殺害脅迫は今や口コミやネット上で拡散し、選挙活動やポスターなどでも皆が待ち望む一声となっています。支援者は彼を映画スターのようにもてはやし、一緒に写真を撮ろうと殺到するまでになっています。

「彼はロックスターみたいだ」とダンテ・ジメネス(Dante Jimenez)は語ります。彼は、兄を麻薬密売人に殺された経験から1990年代にボランティアの防犯組織を設立した、ドゥテルテの熱狂的支援者です。「彼が大統領になると考える だけで、安心・安全を感じられる 」。

ドゥテルテの言動に人権活動家らは驚きを隠せませんでした。ヒューマン・ライツ・ウォッチ(Human Rights Watch:アメリカ合衆国に基盤を持つ国際的な人権NGO)のフェリム・クライン(Phelim Kline)は、「罪に問われないのを自慢げに語る行為は、起訴に結び付きこそすれ、彼の陣営の政綱にはなり得ない 」と批判しています。

覆面を被ってバイクに乗り、犯罪容疑者や麻薬密売人の殺人の多くに対して罪に問われている、いわゆる「ダバオ・デス・スクワッド」による違法な殺人にドゥテルテが関与している疑いがあるとして、法の番人は調査を求めています。

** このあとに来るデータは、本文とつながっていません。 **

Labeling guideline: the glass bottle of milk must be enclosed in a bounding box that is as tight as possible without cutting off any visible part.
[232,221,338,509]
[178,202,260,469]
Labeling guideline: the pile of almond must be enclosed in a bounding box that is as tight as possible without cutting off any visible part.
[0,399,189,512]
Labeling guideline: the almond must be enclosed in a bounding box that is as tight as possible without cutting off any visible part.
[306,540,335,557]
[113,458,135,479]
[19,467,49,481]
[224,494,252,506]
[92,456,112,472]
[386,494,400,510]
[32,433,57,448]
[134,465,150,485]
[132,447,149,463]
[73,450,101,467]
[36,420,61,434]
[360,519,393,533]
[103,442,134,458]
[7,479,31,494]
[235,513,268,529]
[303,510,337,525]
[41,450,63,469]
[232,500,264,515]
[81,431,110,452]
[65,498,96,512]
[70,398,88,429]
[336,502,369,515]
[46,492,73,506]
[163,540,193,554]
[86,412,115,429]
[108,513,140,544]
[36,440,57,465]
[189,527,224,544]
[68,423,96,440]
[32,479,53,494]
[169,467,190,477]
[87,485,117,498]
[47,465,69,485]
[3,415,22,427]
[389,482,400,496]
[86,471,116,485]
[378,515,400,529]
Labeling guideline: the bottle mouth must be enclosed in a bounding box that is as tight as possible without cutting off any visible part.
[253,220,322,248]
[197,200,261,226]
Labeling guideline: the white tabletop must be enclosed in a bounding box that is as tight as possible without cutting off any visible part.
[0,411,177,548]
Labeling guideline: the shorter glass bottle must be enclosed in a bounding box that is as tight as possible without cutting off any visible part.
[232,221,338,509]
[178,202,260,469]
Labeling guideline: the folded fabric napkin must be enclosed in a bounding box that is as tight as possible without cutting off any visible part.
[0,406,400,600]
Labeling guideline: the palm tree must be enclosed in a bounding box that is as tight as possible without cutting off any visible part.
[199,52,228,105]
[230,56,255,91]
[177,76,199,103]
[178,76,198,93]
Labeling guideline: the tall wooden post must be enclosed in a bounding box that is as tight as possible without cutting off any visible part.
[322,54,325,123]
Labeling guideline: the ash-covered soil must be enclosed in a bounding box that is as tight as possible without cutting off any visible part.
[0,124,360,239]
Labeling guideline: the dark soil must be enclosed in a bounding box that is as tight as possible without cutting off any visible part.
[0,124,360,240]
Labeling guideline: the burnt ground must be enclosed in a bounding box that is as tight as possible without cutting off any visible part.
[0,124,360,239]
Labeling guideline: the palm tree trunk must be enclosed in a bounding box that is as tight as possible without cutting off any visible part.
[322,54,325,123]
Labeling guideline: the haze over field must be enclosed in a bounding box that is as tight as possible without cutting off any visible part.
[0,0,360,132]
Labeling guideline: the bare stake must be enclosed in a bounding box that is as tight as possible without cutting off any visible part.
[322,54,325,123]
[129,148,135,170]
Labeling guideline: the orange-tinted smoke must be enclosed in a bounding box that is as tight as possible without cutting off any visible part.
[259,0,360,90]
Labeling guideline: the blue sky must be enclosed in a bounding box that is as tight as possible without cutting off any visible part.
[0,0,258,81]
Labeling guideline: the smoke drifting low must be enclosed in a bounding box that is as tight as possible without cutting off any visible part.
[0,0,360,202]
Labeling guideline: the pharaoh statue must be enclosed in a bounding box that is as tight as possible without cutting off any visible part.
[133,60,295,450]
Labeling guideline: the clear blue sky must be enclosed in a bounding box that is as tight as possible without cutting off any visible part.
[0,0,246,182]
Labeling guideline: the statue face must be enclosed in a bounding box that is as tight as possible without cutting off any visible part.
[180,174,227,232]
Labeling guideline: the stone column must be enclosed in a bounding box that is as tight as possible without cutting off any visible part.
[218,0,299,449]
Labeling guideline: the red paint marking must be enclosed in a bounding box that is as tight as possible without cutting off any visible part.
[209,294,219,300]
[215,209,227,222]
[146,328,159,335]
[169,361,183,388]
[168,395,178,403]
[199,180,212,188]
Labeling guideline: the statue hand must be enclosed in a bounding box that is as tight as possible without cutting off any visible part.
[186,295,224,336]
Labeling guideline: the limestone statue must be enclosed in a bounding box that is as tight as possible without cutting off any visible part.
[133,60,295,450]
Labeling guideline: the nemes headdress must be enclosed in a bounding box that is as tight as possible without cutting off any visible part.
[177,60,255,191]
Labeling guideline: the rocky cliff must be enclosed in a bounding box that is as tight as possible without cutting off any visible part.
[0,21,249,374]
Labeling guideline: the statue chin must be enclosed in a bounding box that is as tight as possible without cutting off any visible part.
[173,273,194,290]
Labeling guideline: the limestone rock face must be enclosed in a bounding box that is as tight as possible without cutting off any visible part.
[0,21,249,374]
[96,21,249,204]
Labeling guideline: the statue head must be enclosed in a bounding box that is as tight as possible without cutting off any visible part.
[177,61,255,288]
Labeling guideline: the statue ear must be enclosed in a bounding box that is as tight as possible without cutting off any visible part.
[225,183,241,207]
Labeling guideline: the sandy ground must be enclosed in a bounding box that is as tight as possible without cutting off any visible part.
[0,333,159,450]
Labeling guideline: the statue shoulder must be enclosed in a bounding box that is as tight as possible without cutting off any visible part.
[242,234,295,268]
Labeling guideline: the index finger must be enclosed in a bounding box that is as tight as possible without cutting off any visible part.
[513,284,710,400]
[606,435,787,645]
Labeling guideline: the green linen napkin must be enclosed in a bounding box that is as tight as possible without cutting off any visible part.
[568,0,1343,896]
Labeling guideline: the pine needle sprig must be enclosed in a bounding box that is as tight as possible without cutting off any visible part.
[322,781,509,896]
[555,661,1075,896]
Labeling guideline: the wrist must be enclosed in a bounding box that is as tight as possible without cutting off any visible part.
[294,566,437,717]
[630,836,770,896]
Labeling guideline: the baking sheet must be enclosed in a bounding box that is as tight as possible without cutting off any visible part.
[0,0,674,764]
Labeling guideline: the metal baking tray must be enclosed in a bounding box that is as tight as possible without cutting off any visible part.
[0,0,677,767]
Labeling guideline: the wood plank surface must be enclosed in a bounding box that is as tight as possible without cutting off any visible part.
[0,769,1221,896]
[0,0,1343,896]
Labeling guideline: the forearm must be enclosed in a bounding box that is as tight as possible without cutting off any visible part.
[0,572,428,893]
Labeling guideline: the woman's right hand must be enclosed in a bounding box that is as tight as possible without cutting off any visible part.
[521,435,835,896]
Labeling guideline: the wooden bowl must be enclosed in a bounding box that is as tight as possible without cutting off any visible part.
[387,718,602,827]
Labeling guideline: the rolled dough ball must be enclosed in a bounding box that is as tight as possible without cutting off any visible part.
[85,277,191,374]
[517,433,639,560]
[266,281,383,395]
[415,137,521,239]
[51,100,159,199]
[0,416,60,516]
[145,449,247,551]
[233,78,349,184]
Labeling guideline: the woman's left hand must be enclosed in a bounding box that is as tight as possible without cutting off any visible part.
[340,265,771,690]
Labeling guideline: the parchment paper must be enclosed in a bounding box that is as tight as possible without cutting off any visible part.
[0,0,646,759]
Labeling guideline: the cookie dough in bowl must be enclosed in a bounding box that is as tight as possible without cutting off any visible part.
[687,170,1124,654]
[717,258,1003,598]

市長はこれまで何の罪にも問われておらず、彼を裁判所へ引きずり出そうとする批判と闘っています。

違法な殺人を大目に見るのかと聞かれた際、ドゥテルテはそんなことはしないと言いますが、一方警察や兵士は発砲した容疑者に向かって合法的に発砲できるではないかと反論しています。

元警視総監であるパンフィロ・ラクソン(Panfilo Lacson)は、彼の長年の経験から容疑者の多くは追いつめられると降参し、何年もの間裁判することになるため、短期間で犯罪をなくすというドゥテルテの誓約は「不可能でないとしても、現実的に可能なものではない 」と話しました。

「キャッチフレーズ がどんなによく聞こえたとしても、それはしょせん、ただのキャッチフレーズだ」とラクソンは話しました。